Edit: I might be off by a factor of 2, not sure if the SIMD throughput is per-core or per-thread. Also thermal throttling. Same ballpark though!

Well UUID generation isn’t going to be quite as SIMDable as counting so the analogy breaks down there partially because of that. And += 1 isn’t a very SIMDable operation? Unless I guess you create a mask of +1, +2, +3, +4 and add that to your base number to generate those offsets (which only works with avx512 - avx2 can only do 2 increments since these are 64bit integers)

Then your 32 HT threads aren’t really going to give you full access to the underlying SIMD registers which are going to be per core which is where I assume you realized the 2x difference might show up?

And to do += 1 multithreaded you have to partition the range or you won’t get any speed up - if you don’t amortize the cost of atomic synchronization across threads you’re going to be going slower than a non-SIMD increment.

Yeah, but a nation state server farm can probably cut that down to minutes because their budget can buy a lot of processors. You only need a few hundred to really shrink it down to manageable numbers. And it turns out that nation starts aren't the only ones that have this budget
What's the threat here?

It's trivial to force a collision. Here's the same UUID twice:

6e197264-d14b-44df-af98-39aac5681791

6e197264-d14b-44df-af98-39aac5681791

Typically, you don't care about UUIDs that aren't in your system and you generate those yourself to avoid maliciously generated collisions. Your system can't handle 2^61 IDs. It doesn't have the processing power, storage, or bandwidth for that to happen. Not to mention traditional rate limiting.

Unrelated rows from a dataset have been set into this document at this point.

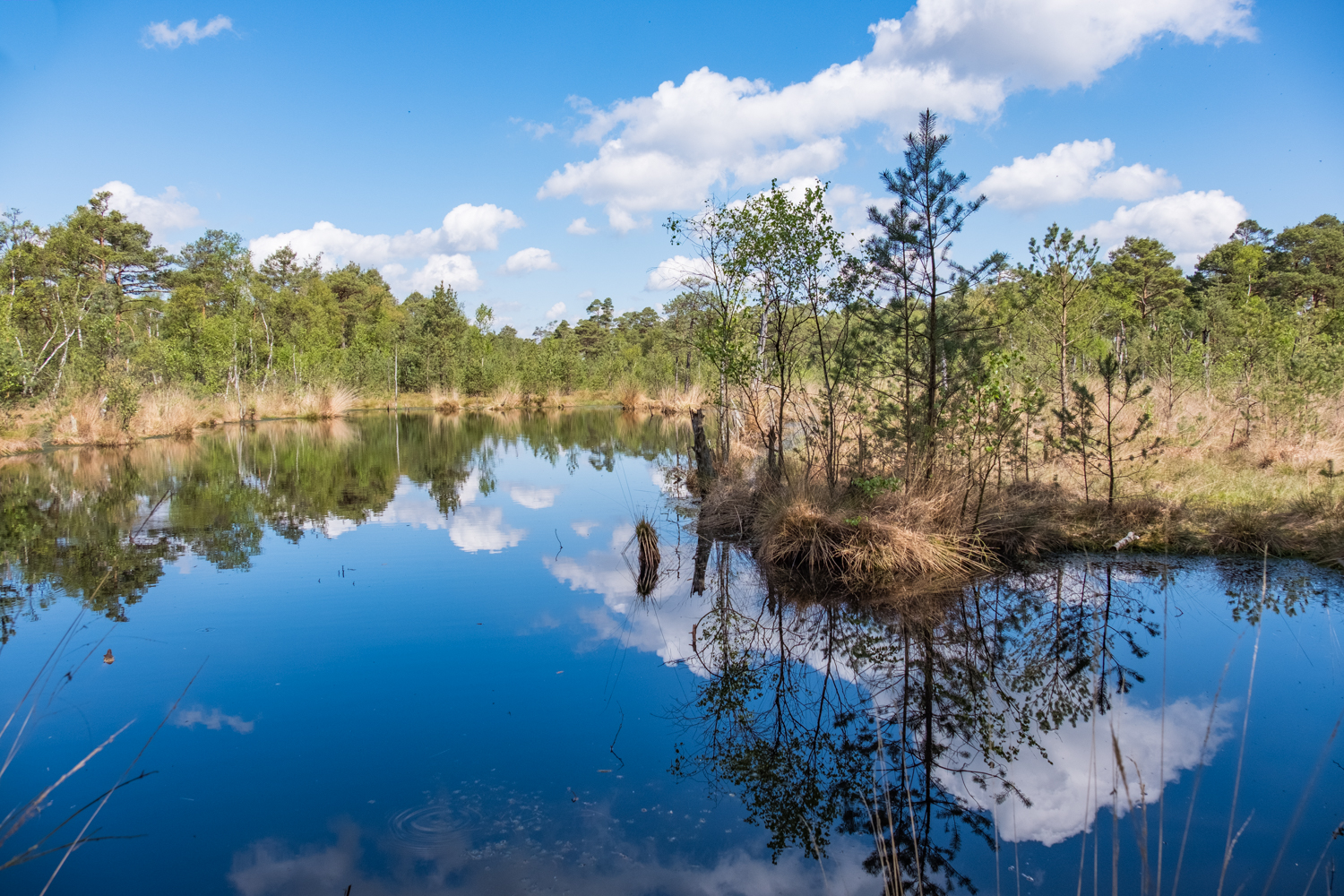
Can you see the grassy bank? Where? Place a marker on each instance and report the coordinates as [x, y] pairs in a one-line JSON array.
[[1253, 495], [90, 419]]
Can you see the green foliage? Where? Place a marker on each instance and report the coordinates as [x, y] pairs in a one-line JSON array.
[[876, 485]]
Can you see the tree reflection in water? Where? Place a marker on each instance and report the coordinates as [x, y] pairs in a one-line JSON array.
[[881, 718], [70, 517]]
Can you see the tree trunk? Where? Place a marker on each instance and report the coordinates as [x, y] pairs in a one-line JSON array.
[[703, 455]]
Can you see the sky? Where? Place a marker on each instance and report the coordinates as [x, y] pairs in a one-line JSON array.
[[530, 155]]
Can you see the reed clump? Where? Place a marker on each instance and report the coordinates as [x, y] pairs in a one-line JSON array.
[[863, 538], [647, 538]]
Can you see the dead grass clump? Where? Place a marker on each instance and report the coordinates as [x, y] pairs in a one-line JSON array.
[[671, 401], [728, 509], [327, 402], [507, 400], [859, 551], [86, 422], [166, 413], [650, 557], [631, 398], [448, 402], [18, 446]]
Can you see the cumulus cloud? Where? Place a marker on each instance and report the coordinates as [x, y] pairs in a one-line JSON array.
[[674, 271], [1080, 775], [476, 528], [465, 228], [1188, 223], [531, 497], [166, 212], [1070, 172], [470, 228], [441, 861], [538, 131], [530, 260], [214, 720], [171, 37], [580, 228], [960, 56]]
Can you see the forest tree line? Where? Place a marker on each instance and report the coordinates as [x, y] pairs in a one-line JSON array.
[[890, 357]]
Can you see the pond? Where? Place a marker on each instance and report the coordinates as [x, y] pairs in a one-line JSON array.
[[411, 654]]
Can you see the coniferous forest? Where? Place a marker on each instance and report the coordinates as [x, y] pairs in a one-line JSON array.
[[854, 366]]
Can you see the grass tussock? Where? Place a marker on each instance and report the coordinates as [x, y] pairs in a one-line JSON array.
[[857, 548], [19, 445], [631, 398], [647, 538], [1204, 493], [445, 401]]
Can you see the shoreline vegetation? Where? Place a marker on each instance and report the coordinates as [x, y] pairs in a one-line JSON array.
[[179, 414], [876, 411], [881, 536]]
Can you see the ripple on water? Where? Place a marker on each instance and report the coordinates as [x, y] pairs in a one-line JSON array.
[[427, 828]]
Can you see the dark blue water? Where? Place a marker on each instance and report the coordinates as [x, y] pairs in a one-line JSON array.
[[410, 657]]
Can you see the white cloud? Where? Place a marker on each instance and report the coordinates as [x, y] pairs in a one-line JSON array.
[[960, 56], [166, 212], [465, 228], [1078, 777], [454, 271], [1048, 45], [1070, 172], [674, 271], [470, 228], [530, 260], [476, 528], [160, 32], [214, 720], [1188, 223], [580, 228], [534, 498]]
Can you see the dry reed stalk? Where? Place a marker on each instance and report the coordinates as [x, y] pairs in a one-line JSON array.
[[631, 398], [448, 402], [19, 446], [647, 538]]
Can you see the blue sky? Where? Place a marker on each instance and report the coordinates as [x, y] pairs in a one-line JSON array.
[[464, 142]]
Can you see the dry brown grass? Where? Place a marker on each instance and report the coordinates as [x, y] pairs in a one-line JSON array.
[[898, 538], [85, 422], [671, 402], [631, 398], [445, 401], [166, 413], [19, 446]]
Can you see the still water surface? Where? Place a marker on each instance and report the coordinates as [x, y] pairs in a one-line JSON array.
[[418, 664]]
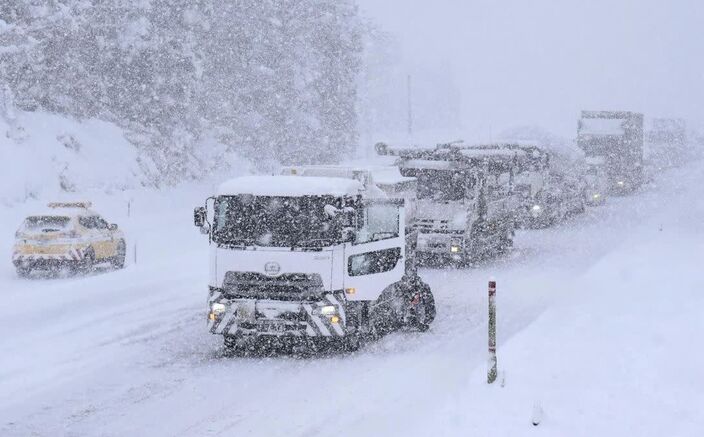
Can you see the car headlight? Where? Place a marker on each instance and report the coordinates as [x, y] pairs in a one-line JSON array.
[[218, 308], [328, 310]]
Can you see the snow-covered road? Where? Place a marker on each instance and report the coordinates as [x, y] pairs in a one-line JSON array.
[[126, 352]]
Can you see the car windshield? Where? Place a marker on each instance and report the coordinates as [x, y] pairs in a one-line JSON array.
[[275, 221], [443, 185], [45, 223]]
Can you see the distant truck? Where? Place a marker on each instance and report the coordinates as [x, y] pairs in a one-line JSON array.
[[467, 205], [551, 188], [612, 142]]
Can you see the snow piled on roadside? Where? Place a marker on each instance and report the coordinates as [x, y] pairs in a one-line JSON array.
[[48, 156], [619, 355], [45, 154]]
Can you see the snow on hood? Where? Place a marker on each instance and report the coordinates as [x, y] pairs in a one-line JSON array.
[[291, 186]]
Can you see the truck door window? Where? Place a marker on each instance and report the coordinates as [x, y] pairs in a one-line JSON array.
[[379, 222], [378, 261]]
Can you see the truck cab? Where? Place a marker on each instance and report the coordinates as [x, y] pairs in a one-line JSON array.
[[308, 261], [466, 205], [615, 140]]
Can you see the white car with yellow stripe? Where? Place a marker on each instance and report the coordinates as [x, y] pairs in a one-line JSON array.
[[67, 235]]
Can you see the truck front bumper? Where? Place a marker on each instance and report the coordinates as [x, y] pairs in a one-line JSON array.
[[260, 317], [440, 244]]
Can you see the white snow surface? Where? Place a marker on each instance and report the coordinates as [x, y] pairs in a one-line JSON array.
[[40, 151], [290, 186], [599, 322]]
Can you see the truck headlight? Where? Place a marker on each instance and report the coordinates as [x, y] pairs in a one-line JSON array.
[[218, 308], [328, 310]]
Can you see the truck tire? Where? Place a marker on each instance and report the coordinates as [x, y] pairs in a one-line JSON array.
[[351, 343], [86, 264], [234, 347]]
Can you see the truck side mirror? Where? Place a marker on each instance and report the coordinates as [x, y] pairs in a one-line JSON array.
[[199, 215]]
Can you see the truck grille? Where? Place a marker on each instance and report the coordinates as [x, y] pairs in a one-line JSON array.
[[430, 225], [289, 286]]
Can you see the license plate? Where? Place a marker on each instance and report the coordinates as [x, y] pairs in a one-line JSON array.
[[245, 310], [271, 326]]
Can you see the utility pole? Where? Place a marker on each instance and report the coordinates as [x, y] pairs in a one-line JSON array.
[[492, 371], [410, 106]]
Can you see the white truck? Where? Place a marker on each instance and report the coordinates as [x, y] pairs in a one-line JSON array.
[[308, 262], [467, 205]]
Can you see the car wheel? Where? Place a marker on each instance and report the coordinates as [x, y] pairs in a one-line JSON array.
[[86, 265], [118, 261]]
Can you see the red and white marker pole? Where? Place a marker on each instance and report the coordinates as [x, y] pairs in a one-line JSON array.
[[492, 371]]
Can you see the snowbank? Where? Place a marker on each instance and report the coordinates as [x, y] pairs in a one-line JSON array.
[[47, 154], [619, 354]]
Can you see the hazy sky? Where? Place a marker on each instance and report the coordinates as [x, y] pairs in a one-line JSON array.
[[539, 62]]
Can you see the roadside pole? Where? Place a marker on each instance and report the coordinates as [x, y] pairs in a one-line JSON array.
[[134, 238], [492, 371]]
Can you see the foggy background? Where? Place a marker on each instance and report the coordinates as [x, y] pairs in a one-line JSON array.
[[538, 63]]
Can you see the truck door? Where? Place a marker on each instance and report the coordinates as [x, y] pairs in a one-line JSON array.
[[376, 258]]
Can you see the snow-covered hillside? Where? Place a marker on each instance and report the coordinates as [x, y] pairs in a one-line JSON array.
[[43, 154], [49, 156], [598, 321]]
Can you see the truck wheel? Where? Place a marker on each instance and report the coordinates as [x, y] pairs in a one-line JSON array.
[[118, 262], [234, 347], [351, 343], [86, 265]]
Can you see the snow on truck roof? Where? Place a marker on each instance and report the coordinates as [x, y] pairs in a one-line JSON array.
[[290, 186]]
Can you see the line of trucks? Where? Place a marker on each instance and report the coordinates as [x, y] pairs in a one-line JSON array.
[[328, 255]]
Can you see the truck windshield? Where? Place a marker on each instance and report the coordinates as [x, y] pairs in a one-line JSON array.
[[443, 185], [45, 223], [275, 221]]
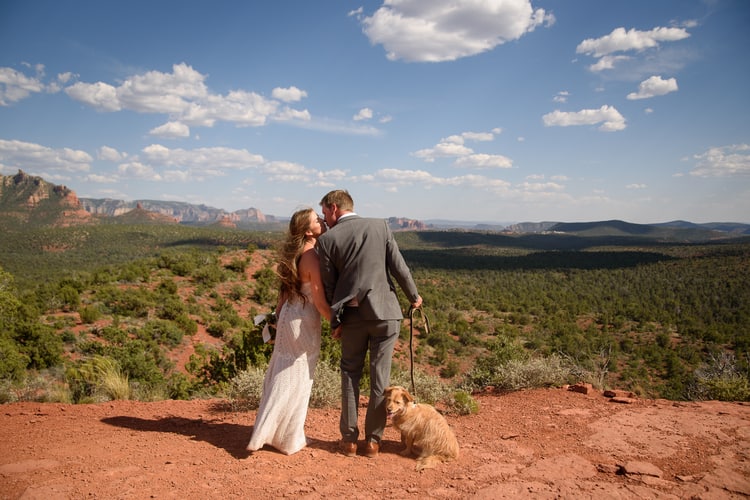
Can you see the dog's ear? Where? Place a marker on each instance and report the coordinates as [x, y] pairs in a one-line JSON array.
[[408, 398]]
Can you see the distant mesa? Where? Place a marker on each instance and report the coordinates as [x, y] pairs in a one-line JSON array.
[[29, 200]]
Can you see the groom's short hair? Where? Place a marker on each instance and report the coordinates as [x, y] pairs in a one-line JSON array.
[[339, 197]]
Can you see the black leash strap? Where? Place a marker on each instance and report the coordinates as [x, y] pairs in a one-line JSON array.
[[412, 310]]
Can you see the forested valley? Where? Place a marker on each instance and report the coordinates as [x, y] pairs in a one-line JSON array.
[[91, 313]]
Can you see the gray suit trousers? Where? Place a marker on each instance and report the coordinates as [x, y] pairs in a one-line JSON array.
[[358, 336]]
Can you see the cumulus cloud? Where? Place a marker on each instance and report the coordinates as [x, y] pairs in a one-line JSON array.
[[363, 114], [724, 161], [291, 94], [622, 40], [454, 147], [138, 170], [561, 97], [171, 130], [611, 120], [484, 161], [15, 86], [445, 30], [107, 153], [185, 98], [654, 86], [219, 158], [40, 159]]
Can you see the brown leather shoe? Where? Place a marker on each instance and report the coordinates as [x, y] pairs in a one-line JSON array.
[[371, 449], [348, 448]]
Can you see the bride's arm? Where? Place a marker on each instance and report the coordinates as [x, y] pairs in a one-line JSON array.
[[309, 266]]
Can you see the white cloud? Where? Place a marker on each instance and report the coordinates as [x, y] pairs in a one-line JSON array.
[[654, 86], [185, 98], [107, 153], [101, 178], [138, 170], [724, 161], [99, 95], [15, 86], [363, 114], [561, 96], [608, 116], [621, 40], [607, 62], [219, 158], [32, 157], [484, 161], [291, 94], [445, 30], [171, 130], [454, 147]]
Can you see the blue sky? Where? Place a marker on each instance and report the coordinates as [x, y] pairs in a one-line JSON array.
[[492, 110]]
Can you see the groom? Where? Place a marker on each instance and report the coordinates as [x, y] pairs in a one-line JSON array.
[[358, 257]]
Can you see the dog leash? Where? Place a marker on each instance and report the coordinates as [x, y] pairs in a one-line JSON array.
[[412, 310]]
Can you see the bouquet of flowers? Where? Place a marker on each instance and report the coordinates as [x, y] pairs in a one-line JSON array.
[[268, 321]]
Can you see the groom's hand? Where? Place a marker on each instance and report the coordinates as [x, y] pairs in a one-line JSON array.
[[336, 332], [417, 302]]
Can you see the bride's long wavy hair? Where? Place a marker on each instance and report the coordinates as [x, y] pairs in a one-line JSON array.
[[290, 253]]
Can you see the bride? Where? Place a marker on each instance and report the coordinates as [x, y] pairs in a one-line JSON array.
[[288, 381]]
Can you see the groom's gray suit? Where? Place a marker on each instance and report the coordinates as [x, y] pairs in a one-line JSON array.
[[358, 259]]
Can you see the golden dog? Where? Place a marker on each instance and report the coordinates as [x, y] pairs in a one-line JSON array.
[[424, 431]]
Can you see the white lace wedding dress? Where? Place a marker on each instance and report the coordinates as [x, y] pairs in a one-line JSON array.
[[280, 420]]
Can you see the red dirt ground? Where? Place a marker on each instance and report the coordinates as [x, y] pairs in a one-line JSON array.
[[547, 443]]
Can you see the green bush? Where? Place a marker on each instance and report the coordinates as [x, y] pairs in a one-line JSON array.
[[89, 314], [463, 403], [326, 389], [246, 389], [97, 379], [720, 379]]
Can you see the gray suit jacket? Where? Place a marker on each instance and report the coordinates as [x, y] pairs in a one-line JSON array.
[[358, 259]]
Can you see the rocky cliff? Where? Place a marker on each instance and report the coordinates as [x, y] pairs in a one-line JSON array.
[[25, 198], [179, 211]]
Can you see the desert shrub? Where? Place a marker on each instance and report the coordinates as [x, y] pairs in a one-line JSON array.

The last several comments were responding to

>2^61 is still a very large number of course, but much more feasible to reach than 2^122 when doing a collision attack. This is the reason that cryptographic hashes are typically 256 bits or more (to make the cost of collision attacks >= 2^128).

I'm not sure. 6ghz is around 2^61 CPU cycles in 12 years. I.E. basic CPU instructions; counting, not computing a cryptographic hash. Otherwise, where is the cluster that's bruteforcing ~122 bit cryptographic hash collisions in minutes?
I think you might have trouble if you tried to assign one to every iron atom in an iron filing.
2^61 guids is... 36 exabytes, if my napkin math is correct. when storing them in binary format(16 bytes each) if doing the javascript thing and storing them as strings... (shudders) I don't even want to think about it.

Anyhow that was my first thought when you mentioned 2^61 guids, where are you even going to put them? second thought, I don't think enumerating 2^61 guids is trivial, in fact, I suspect it would take longer than anyone would be willing to spend, and if you are not storing them why are you generating them?

And what even is a guid collision attack? it is not like they are a hash, and since they tend to be public identifiers it turns out despite their stated use to prevent collisions, you can't really use guids generated by others(if they wanted collisions they would straight up just copy yours) so you end up regenerating them anyway.

* not the birthday paradox, but the birthday bound.